C’est un véritable couvre-feu de jour non déclaré qui règne sur Al Hoceima et la majorité des localités environnantes en ce jour de Aïd el-Fitr, marquant la fin du mois sacré du ramadan.
Dès les premières lueurs du matin, et en prévention de l’annonce d’un rassemblement devant se tenir dans le centre d’Al Hoceima, un impressionnant dispositif de sécurité a été déployé dans le chef-lieu du Rif, épicentre la contestation populaire qui dure depuis maintenant huit mois dans la région.
Des annonces diffusées sur les réseaux sociaux avaient appelé à une manifestation ayant pour principal objectif de réclamer «la libération immédiate des prisonniers politiques, le retrait de toutes les forces de police en présence et le retour à une situation antérieure au 28 octobre».

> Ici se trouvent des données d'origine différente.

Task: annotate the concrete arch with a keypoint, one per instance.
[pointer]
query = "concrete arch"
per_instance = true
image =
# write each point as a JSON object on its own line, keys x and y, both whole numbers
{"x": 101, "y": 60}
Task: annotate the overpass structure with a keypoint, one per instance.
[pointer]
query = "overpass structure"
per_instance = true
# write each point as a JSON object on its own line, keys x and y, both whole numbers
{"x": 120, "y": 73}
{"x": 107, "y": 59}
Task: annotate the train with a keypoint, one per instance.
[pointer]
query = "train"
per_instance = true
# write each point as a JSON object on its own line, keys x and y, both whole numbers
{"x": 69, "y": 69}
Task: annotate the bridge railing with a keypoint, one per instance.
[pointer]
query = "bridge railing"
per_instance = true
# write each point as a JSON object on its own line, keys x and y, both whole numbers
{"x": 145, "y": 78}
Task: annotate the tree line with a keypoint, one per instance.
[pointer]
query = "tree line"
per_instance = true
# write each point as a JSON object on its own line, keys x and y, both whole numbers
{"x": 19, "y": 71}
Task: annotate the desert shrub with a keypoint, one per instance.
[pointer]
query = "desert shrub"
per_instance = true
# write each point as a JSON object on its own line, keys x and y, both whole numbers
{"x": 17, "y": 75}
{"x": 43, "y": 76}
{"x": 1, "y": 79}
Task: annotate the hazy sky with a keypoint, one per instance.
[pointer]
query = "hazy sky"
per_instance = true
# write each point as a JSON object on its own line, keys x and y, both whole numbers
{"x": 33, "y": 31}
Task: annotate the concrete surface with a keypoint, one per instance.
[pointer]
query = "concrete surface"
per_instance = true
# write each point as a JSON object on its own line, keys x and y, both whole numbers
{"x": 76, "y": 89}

La Gendarmerie Royale prévôtale déployée
Des unités de la gendarmerie royale prévôtale (dite de guerre, Adarrak al-malaki al-harbi, généralement stationnées au Sahara au vu de leurs missions encadrées par un dahir [un décret royal] dans les zones de conflit militaire, ont été appelées en renfort pour établir des check-points sur tous les axes routiers menant à la ville.

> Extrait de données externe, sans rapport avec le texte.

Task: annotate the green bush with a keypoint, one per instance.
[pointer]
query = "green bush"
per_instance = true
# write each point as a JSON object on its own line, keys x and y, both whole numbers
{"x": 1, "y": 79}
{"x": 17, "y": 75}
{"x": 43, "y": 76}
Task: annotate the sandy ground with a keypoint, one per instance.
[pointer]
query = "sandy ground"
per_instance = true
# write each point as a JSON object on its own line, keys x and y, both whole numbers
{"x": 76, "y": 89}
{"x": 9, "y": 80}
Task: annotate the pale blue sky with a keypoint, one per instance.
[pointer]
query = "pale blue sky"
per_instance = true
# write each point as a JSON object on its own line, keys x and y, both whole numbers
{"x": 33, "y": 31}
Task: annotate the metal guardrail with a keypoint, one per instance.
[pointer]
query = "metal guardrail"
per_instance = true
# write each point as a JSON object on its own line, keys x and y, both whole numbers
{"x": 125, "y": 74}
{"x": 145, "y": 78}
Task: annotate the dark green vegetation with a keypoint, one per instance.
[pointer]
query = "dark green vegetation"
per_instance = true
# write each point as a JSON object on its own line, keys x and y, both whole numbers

Ce dispositif était visible aux alentours d’Imzouren, Aït Bouayach, Tamasint, Aït Abdallah, Aït Qamra, Boukidaren et Ajdir. Certains témoignages attestent que ces unités sont sous le commandement d’un Général. [sur Facebook, Imad Sitou note le 26 juin 2017: «article 24 de la Constitution marocaine: est garantie pour tous, la liberté de circuler et de s’établir sur le territoire national.»]
Ces barrages ont filtré toute personne désirant se déplacer d’une bourgade à une autre empêchant ainsi le passage de familles entières qui voulaient rejoindre leurs proches, notamment à Al Hoceima. Il a été rapporté au Desk que le véhicule du journaliste Hakim Benaissa, directeur d’Akhbar ar-Rif [publication et site] a été minutieusement fouillé et ses papiers retenus «à cause de sa plaque minéralogique jugée non conforme».
Un quadrillage très serré est venu compléter ce blocus. Au niveau de la place centrale d’Al Hoceima (baptisée place des martyrs), une vingtaine de fourgons de la police, usant de leurs sirènes, ont empêché tout rassemblement dépassant trois personnes.
Dans les quartiers chauds qui avaient connu des batailles rangées [1], ceux-là qui avaient connu des batailles rangées entre des jeunes manifestants munis de pierres et les forces anti-émeutes usant de gaz lacrymogènes et de canons à eau, durant les dernières nuits chahutées du ramadan, des centaines de policiers ont été placés à tous les coins de rue. Plusieurs interpellations ont été dénombrées.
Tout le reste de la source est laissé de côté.